InstructMix2Mix: Consistent Sparse-View Editing Through Multi-View Model Personalization
This addresses the challenge of coherent 3D scene editing for applications like virtual reality or content creation, though it is incremental as it builds on existing diffusion models.
The paper tackles the problem of multi-view image editing from sparse input views, aiming to modify scenes according to textual instructions while preserving consistency across views, and demonstrates that I-Mix2Mix significantly improves multi-view consistency while maintaining high per-frame edit quality.

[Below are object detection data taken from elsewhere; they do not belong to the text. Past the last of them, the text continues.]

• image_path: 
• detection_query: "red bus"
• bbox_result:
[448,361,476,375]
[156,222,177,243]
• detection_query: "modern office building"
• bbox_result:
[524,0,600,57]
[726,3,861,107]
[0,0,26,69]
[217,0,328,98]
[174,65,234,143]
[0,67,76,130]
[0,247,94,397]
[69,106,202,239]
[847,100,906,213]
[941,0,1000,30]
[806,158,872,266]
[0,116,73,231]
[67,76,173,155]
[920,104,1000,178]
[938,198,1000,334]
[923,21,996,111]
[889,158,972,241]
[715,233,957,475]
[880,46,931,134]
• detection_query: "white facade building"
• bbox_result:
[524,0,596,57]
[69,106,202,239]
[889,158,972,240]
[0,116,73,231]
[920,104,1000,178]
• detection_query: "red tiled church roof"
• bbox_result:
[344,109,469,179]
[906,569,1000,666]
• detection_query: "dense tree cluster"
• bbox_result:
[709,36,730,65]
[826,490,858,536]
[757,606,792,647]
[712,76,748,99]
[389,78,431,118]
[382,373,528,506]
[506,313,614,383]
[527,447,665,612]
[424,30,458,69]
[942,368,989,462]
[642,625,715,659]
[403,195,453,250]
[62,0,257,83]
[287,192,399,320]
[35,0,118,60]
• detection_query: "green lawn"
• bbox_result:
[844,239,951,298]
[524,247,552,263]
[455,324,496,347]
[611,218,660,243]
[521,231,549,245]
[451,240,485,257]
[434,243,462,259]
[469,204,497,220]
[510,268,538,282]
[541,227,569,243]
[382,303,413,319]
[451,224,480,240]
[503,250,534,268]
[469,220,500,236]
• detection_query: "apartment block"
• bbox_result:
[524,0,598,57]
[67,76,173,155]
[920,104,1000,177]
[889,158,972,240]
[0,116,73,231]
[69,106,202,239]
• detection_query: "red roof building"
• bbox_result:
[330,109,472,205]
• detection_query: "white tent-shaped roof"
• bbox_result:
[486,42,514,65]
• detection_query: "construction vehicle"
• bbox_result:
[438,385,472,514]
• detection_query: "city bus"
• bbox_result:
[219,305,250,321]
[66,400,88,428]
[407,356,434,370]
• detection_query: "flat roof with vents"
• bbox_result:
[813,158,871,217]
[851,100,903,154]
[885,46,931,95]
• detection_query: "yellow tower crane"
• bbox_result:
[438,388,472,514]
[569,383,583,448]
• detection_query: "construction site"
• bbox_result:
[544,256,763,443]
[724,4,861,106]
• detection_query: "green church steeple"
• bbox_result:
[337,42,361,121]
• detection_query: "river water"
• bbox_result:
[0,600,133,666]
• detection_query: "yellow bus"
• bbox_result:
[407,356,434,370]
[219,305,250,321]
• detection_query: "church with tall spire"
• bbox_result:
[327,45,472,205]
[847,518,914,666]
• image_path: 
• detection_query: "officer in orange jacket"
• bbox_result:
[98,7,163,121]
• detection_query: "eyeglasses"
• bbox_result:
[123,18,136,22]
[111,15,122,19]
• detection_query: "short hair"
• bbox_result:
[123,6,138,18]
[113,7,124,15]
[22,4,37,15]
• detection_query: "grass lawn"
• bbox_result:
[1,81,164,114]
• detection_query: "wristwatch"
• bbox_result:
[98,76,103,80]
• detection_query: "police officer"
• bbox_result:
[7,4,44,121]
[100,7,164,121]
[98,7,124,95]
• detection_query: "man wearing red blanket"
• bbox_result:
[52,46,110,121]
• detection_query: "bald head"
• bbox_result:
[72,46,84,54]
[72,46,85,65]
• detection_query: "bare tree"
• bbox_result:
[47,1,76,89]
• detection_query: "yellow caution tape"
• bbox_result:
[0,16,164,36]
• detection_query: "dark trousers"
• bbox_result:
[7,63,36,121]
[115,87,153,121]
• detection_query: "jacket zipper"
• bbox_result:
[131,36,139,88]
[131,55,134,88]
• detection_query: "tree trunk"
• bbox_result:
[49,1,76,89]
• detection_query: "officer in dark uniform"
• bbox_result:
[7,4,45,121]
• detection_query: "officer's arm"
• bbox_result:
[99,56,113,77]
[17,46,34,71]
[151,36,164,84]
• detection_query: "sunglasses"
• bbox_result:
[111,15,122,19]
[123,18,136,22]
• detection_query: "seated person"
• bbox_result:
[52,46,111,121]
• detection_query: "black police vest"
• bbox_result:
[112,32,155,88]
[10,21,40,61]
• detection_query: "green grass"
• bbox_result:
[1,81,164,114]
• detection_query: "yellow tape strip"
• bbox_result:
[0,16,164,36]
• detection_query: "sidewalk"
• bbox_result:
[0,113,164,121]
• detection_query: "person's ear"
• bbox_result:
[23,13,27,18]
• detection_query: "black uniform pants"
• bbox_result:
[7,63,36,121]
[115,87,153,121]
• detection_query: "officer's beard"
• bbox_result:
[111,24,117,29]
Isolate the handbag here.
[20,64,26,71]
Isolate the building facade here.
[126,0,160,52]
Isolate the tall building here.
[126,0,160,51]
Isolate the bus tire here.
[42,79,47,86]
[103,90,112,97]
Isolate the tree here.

We address the task of multi-view image editing from sparse input views, where the inputs can be seen as a mix of images capturing the scene from different viewpoints. The goal is to modify the scene according to a textual instruction while preserving consistency across all views. Existing methods, based on per-scene neural fields or temporal attention mechanisms, struggle in this setting, often producing artifacts and incoherent edits. We propose InstructMix2Mix (I-Mix2Mix), a framework that distills the editing capabilities of a 2D diffusion model into a pretrained multi-view diffusion model, leveraging its data-driven 3D prior for cross-view consistency. A key contribution is replacing the conventional neural field consolidator in Score Distillation Sampling (SDS) with a multi-view diffusion student, which requires novel adaptations: incremental student updates across timesteps, a specialized teacher noise scheduler to prevent degeneration, and an attention modification that enhances cross-view coherence without additional cost. Experiments demonstrate that I-Mix2Mix significantly improves multi-view consistency while maintaining high per-frame edit quality.